EXHIBIT 10.27
MEDSTRONG INTERNATIONAL CORPORATION
AMENDMENT TO STOCK OPTION AGREEMENTS
Amendment (this "Amendment"), dated November 3, 2006, to the following
Stock Option Agreements (the "Agreements"), the form of which is attached
hereto, between Medstrong International Corporation, a Delaware corporation (the
"Company"), and Xxxxxxx X. Xxxx ("Optionee"):
Date of Agreement No. of Shares Per Share Exercise Price Option Period
----------------- ------------- ------------------------ -------------
November 16, 2004 250,000 $.05 10 years
February 14, 2005 250,000 $.05 10 years
May 15, 2005 250,000 $.05 10 years
August 15, 2005 250,000 $.021 10 years
November 15, 2005 250,000 $.02 10 years
February 15, 2006 250,000 $.02 10 years
May 16, 2006 250,000 $.02 10 years
August 16, 2006 250,000 $.02 10 years
WITNESSETH:
WHEREAS, the Agreements provided for the grant of options (the
"Options") to Optionee to purchase an aggregate of Two Million (2,000,000)
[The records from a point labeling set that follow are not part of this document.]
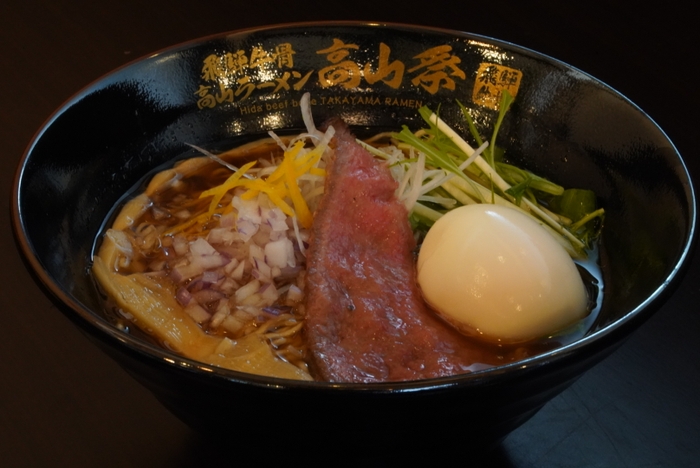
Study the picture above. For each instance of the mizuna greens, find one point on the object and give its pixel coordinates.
(438, 170)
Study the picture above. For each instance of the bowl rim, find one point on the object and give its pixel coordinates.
(101, 326)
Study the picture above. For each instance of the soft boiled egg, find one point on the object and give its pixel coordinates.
(492, 271)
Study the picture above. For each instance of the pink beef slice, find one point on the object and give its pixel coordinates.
(365, 318)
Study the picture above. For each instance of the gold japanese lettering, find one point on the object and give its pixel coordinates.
(389, 72)
(491, 80)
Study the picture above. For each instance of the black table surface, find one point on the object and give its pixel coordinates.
(64, 403)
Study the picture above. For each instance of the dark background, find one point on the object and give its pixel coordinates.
(64, 403)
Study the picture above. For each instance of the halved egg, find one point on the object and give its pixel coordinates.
(494, 272)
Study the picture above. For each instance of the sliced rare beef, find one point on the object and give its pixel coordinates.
(365, 318)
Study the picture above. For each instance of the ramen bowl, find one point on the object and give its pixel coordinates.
(232, 88)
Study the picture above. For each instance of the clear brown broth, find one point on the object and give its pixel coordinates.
(185, 196)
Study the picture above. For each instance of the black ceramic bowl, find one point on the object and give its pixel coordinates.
(230, 88)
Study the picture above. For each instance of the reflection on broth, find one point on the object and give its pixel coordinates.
(210, 262)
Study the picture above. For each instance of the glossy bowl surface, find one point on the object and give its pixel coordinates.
(230, 88)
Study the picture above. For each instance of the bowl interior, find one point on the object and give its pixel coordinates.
(232, 88)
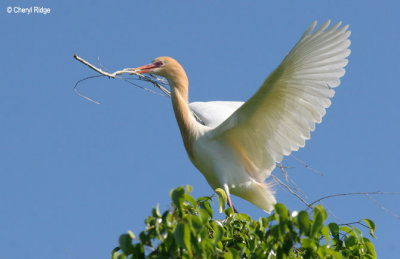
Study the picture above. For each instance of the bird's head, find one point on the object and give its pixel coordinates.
(162, 66)
(166, 67)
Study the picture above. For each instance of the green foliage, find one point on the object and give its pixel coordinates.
(188, 230)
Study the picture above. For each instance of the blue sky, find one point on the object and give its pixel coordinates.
(75, 175)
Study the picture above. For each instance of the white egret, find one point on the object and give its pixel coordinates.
(237, 144)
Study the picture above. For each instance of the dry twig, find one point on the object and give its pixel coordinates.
(156, 81)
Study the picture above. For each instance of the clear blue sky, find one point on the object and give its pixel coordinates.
(75, 175)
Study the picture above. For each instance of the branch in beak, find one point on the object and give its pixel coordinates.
(148, 68)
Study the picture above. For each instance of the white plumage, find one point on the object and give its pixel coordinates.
(240, 143)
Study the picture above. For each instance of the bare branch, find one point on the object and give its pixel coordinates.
(290, 190)
(306, 165)
(382, 207)
(353, 193)
(157, 82)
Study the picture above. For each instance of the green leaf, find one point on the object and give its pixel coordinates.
(321, 210)
(190, 199)
(370, 247)
(177, 196)
(131, 234)
(189, 188)
(229, 212)
(317, 223)
(281, 211)
(125, 243)
(115, 253)
(304, 222)
(207, 207)
(371, 226)
(325, 232)
(182, 236)
(334, 228)
(197, 224)
(350, 241)
(221, 199)
(347, 230)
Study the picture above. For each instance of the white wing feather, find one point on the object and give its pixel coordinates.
(214, 113)
(279, 117)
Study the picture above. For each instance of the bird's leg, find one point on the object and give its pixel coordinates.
(228, 196)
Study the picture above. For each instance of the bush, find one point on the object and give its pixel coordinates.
(188, 230)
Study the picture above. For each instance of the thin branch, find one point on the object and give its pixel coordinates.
(290, 190)
(353, 193)
(306, 165)
(382, 207)
(157, 82)
(355, 222)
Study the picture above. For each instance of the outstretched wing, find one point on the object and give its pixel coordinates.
(279, 117)
(214, 113)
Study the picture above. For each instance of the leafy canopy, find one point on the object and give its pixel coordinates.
(188, 230)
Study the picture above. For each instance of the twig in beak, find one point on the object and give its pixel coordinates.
(156, 81)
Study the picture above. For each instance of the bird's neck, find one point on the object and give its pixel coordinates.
(187, 124)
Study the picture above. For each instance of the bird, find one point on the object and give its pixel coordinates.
(236, 145)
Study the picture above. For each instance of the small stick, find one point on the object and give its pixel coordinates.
(110, 75)
(132, 71)
(353, 193)
(291, 191)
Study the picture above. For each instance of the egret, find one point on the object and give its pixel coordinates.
(236, 145)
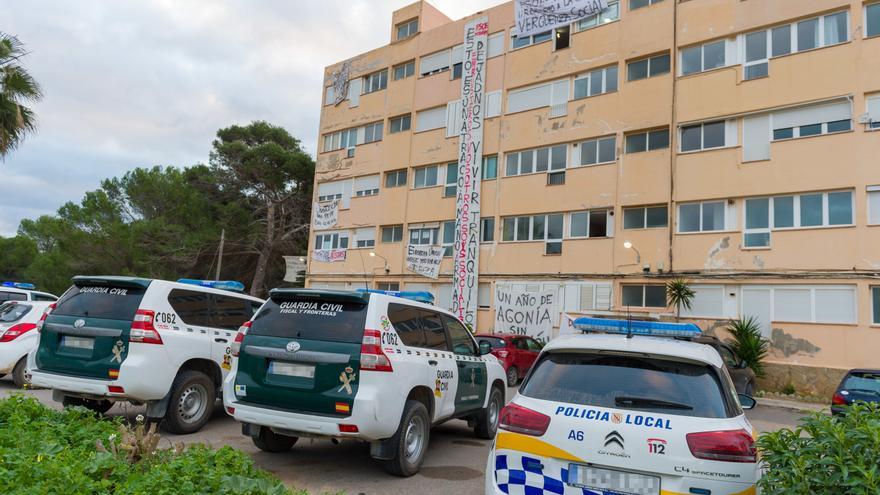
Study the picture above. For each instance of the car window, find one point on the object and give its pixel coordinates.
(629, 382)
(462, 343)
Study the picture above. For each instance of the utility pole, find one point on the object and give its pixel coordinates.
(220, 254)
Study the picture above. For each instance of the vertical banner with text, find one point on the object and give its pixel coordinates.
(466, 249)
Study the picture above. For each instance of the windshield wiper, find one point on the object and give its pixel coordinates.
(624, 401)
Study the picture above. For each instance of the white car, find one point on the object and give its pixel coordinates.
(610, 414)
(154, 342)
(18, 336)
(361, 365)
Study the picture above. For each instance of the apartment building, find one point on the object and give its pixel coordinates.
(731, 142)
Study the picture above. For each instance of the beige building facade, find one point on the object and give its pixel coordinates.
(735, 143)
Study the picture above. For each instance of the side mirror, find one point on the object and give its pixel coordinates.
(747, 402)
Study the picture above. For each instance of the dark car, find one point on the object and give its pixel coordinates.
(743, 376)
(857, 385)
(517, 353)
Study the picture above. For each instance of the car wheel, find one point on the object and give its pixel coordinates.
(487, 419)
(191, 404)
(269, 441)
(410, 441)
(512, 376)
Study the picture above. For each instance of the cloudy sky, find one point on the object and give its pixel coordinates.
(149, 82)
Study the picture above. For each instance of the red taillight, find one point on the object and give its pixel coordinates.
(372, 356)
(142, 329)
(235, 348)
(16, 331)
(728, 446)
(519, 419)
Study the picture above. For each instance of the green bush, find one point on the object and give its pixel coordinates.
(47, 451)
(825, 454)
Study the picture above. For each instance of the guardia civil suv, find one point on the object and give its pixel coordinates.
(370, 366)
(155, 342)
(625, 414)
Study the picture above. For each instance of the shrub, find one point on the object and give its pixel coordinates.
(74, 452)
(825, 454)
(748, 343)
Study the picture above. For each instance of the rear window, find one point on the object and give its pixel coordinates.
(100, 301)
(629, 382)
(312, 319)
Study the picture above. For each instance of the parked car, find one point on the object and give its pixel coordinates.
(517, 353)
(743, 376)
(857, 385)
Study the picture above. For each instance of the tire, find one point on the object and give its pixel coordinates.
(191, 403)
(512, 376)
(269, 441)
(487, 419)
(19, 376)
(98, 406)
(411, 440)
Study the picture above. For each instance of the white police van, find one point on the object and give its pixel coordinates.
(154, 342)
(623, 414)
(367, 365)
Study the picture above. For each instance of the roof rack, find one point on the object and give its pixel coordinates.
(637, 327)
(418, 296)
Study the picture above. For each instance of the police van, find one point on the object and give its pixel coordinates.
(373, 366)
(154, 342)
(615, 413)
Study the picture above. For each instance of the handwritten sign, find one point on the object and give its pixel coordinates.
(424, 260)
(524, 313)
(466, 248)
(326, 214)
(539, 16)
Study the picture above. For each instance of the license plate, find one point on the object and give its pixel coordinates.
(609, 480)
(291, 369)
(77, 342)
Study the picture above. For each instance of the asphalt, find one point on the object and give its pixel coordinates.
(455, 462)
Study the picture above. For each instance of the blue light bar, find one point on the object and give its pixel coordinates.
(419, 296)
(19, 285)
(232, 285)
(638, 327)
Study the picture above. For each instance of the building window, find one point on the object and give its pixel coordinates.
(376, 81)
(487, 229)
(536, 160)
(426, 177)
(589, 224)
(645, 217)
(703, 57)
(392, 233)
(610, 14)
(404, 70)
(596, 151)
(395, 178)
(407, 29)
(647, 67)
(596, 82)
(703, 136)
(644, 296)
(708, 216)
(647, 141)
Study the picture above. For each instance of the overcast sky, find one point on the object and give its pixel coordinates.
(141, 83)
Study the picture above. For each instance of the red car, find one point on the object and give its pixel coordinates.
(517, 353)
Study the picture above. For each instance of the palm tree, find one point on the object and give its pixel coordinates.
(679, 294)
(17, 87)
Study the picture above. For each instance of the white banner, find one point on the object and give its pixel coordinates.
(326, 214)
(424, 260)
(539, 16)
(329, 255)
(295, 264)
(466, 249)
(524, 313)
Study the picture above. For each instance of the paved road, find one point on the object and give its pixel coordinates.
(455, 462)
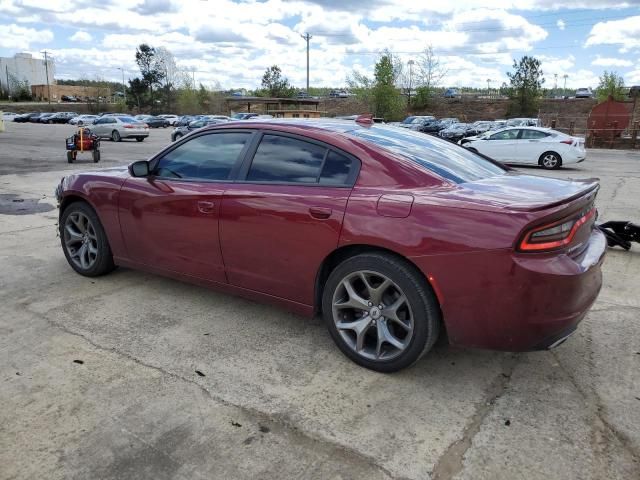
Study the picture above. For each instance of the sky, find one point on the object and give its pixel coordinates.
(230, 43)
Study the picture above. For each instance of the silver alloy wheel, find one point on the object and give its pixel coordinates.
(372, 315)
(550, 160)
(81, 240)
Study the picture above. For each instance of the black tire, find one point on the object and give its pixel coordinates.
(546, 161)
(421, 300)
(103, 263)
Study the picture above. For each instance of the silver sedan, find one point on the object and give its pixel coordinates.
(118, 127)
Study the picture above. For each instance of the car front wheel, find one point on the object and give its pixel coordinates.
(550, 160)
(84, 241)
(380, 311)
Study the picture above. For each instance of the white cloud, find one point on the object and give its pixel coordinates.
(15, 37)
(81, 36)
(625, 32)
(612, 62)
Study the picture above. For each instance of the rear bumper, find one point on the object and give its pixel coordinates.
(502, 300)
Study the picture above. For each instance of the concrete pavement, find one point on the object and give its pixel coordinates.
(137, 376)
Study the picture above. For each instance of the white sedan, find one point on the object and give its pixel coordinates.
(529, 146)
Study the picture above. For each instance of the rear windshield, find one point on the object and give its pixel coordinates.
(446, 159)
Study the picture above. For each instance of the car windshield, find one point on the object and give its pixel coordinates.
(450, 161)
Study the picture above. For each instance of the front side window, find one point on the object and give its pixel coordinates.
(206, 157)
(441, 157)
(505, 135)
(533, 134)
(287, 160)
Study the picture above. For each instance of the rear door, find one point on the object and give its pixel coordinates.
(284, 214)
(532, 144)
(501, 146)
(169, 220)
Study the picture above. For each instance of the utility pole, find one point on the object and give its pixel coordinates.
(124, 89)
(410, 62)
(46, 69)
(307, 37)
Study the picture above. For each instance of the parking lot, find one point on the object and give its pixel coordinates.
(137, 376)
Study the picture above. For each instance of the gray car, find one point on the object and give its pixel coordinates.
(118, 127)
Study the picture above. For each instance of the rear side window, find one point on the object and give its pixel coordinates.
(505, 135)
(337, 169)
(288, 160)
(443, 158)
(206, 157)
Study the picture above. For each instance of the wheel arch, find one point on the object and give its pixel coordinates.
(340, 254)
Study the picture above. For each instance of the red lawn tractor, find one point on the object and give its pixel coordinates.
(83, 141)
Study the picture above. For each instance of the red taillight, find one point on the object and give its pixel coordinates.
(554, 235)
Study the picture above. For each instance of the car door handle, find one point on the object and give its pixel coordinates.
(321, 213)
(205, 207)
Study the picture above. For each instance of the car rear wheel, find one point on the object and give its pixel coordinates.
(550, 160)
(84, 241)
(380, 312)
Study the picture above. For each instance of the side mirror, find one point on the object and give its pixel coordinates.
(139, 169)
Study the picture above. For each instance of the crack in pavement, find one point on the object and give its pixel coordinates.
(450, 463)
(279, 419)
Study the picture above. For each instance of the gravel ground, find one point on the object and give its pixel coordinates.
(137, 376)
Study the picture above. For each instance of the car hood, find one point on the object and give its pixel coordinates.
(516, 191)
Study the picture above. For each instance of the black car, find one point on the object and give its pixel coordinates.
(39, 117)
(24, 117)
(194, 125)
(156, 122)
(60, 117)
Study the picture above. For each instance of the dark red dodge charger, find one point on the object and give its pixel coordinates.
(395, 236)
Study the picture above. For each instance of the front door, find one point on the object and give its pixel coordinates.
(169, 220)
(284, 217)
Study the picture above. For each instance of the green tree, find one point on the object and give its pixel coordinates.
(387, 102)
(610, 84)
(526, 86)
(275, 85)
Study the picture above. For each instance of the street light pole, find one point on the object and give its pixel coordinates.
(46, 70)
(411, 62)
(124, 88)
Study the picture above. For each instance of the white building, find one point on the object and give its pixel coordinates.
(22, 66)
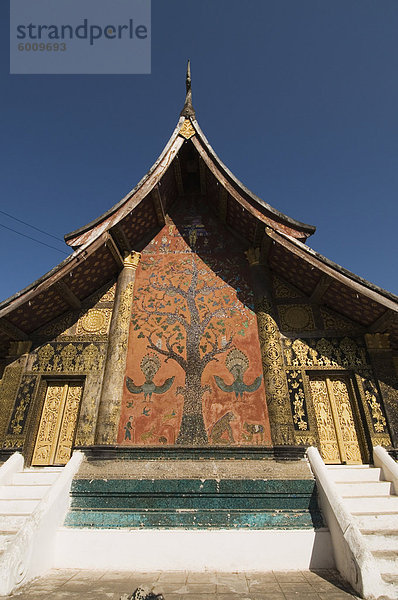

shares of the Company's Common Stock, par value $.0001 per share ("Common
Stock"), issued pursuant to the Company's 2002 Stock Option Plan (the "Plan");
and
WHEREAS, by reason of the 1 for 75 reverse split of the Common Stock
effective November 2, 2006, the number of shares of Common Stock covered by each
Option is reduced by a factor of 75, the aggregate exercise price of each Option
remaining the same; and
WHEREAS, due to adverse consequences of Options to Optionee, the
Company and Optionee have agreed to amend the Agreements providing for the grant
of the Options to permit each of the Options to be exercised by Optionee during
the full term thereof following termination of the employment of Optionee with
the Company.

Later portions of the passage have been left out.